Hasta perder la cabeza (I)
A los patriarcas de mi vida…por siempre…
Veo tu rostro, tus ojos de perro apaleado, condenado para siempre como estás. ¿Quién lo habría imaginado? Si al menos vieras las velas alrededor del féretro, las rosas blancas que arreglé para ti, el aroma a nostalgia de utilería, las personas reales y falsas aquí presentes.
Te apagaste de pronto y el látigo del silencio golpeó mi indefensión, y ahora luces impertérrito, como cuando volvías sudoroso del trabajo, con la corbata medio desatada, el estetoscopio en el bolsillo, el mechón rubio sobre la frente y esa expresión de anestesia general.
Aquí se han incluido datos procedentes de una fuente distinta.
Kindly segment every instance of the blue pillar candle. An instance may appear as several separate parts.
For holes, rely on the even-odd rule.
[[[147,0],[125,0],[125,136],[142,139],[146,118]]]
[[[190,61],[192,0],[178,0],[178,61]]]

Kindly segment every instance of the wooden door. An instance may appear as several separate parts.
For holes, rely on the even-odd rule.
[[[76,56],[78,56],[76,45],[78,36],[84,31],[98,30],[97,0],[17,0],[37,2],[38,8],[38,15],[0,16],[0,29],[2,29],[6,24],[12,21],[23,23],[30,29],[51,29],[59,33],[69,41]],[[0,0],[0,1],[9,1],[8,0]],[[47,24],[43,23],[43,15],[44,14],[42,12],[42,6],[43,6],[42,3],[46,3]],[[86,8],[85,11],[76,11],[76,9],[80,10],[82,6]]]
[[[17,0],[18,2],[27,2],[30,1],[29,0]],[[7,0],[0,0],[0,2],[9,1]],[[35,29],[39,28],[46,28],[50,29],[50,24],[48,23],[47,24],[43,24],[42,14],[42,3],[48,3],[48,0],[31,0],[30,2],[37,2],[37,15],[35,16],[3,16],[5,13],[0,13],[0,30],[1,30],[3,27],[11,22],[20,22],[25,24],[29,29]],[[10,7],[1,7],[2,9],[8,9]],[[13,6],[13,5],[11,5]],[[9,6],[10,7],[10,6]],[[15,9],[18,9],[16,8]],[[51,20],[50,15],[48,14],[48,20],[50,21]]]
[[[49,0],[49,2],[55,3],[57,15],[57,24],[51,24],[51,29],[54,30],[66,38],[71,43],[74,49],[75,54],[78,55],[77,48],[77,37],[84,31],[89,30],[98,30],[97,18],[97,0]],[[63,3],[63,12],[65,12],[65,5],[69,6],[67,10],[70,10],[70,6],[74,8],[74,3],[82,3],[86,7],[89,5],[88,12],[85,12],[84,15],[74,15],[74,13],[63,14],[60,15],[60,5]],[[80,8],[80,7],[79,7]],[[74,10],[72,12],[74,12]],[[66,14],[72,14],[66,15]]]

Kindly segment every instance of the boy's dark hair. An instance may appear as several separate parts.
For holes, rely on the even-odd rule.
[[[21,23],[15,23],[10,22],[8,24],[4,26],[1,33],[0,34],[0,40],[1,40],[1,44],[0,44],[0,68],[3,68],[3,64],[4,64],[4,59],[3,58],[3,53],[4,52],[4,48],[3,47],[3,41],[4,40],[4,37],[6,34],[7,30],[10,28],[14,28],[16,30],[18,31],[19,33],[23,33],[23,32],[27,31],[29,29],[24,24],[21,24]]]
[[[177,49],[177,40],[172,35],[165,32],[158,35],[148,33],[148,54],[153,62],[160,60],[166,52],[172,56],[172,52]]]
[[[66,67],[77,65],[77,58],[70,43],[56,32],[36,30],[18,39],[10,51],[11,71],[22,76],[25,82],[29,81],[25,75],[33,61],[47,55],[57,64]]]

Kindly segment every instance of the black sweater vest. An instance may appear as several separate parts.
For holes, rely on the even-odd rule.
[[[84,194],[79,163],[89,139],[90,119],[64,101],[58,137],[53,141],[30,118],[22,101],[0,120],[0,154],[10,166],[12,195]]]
Hoy la paz baña tu rostro como si te hubieras marchado sin saber de velorios y no escucharas el rezo del rosario: Dios te salve María llena eres de gracia, el señor es contigo…
Éramos casi niños cuando nos conocimos ese día de campo, llevabas espinillas en la nariz y una timidez que me hizo tomar la iniciativa. Así, entre charlas triviales y canciones de Village Peoples comenzó nuestra historia. Con el tiempo llegaron las citas, los besos a orillas del río, las manos que buscan y buscan bajo la ropa ¿recuerdas?; y aquellas tardes en la casa del árbol que acogió nuestro secreto.
Vuelvo a seguirte por ahí, el perfume de tu cuerpo me transporta a otra dimensión, acá siguen rezando por tu alma, conmovidos con las dos lloronas contratadas por tu cuñado para mostrar a la prensa lo mucho que te hemos amado.
Tu paramédico te contempla, inclinado ante la escotilla. Lamenta no haberte acompañado hasta el final. Por suerte la nana ayudó a ponerte la camisa y aunque no pude acomodar la corbata por el temblor de mis manos, me abracé a tu cuerpo grande y edematoso, hasta que el frío traspasó mis mejillas.
El teléfono no paraba de sonar como si hubieras avisado a medio mundo.
Libre ahora del maldito tubo de oxígeno y sus burbujas, puedo llorar sin el estrés de tus quejidos, sin aquella expresión, sin el “te amo” que envejeció hasta avinagrarse, empeorando tu estado general y otra vez la maldita descompensación; la ambulancia, el tratamiento de shock y el zombi de tu médico en medio del páramo del dolor: Analgesia. Analgesia. ¿Necesita analgesia? ¿Morfina? Se hace resistente a la Morfina. ¿No me diga que se desprendió el catéter? ¿Habrá que puncionarlo otra vez? Eso no es nada. ¿No? Nada, entre tanto sufrimiento un pinchazo no es nada. La nana contempló mi cabello desgreñado, las bolsas de los ojos y las ojeras patéticas. Tan delgado estabas la última semana que parece increíble que haya costado tanto meterte al ataúd. Después de los trámites, esos papeles que firmé sin darme cuenta y el sujeto con cara de cuervo que habló del aire acondicionado en las carrozas, el rezador de rosario, las lloronas y el magnífico cementerio, recordé lo mucho que odiabas los velatorios o cuanto evitabas hablar del tema. Con el tiempo apenas murmurabas; tu voz y tu cuerpo bien dotado se extinguieron junto al amor que me tuviste. Lo cierto es que todo empezó a perder sentido hace años, tras la primera quimioterapia, mucho antes de la metástasis. ¡Cuánto cansancio! Incluso el paramédico acabó yéndose de viaje visiblemente fatigado. Ahora enjuga sus lágrimas y me mira como si tu muerte lograra alcanzarme.
Un golpeteo en mis sienes me trae de vuelta, una bella desconocida arropa mi espalda como si fuera mi madre. Semanas de dormir apenas, condicionada al horario de tus medicamentos.
Esta madrugada un grupo de gente llegó a casa, el teléfono sonaba incesante. Bajé tus párpados en medio del ajetreo. Algunos fumaban en la cocina, otros respondían sus celulares, todos parecían hablar lenguas extrañas, el mundo se volvió extraño, la fatiga se manifestó; caí acholloncada en un rincón del dormitorio con el rosario prendido a mi muñeca. Por suerte mis amigas me llevaron al baño para meterme a la ducha tras varios días sin bañarme. Hasta el jabón olía raro, inerte como tu cuerpo blanco, blando, suave, siempre perfumado y exquisito. ¿Tenía que ser así; sin previo aviso?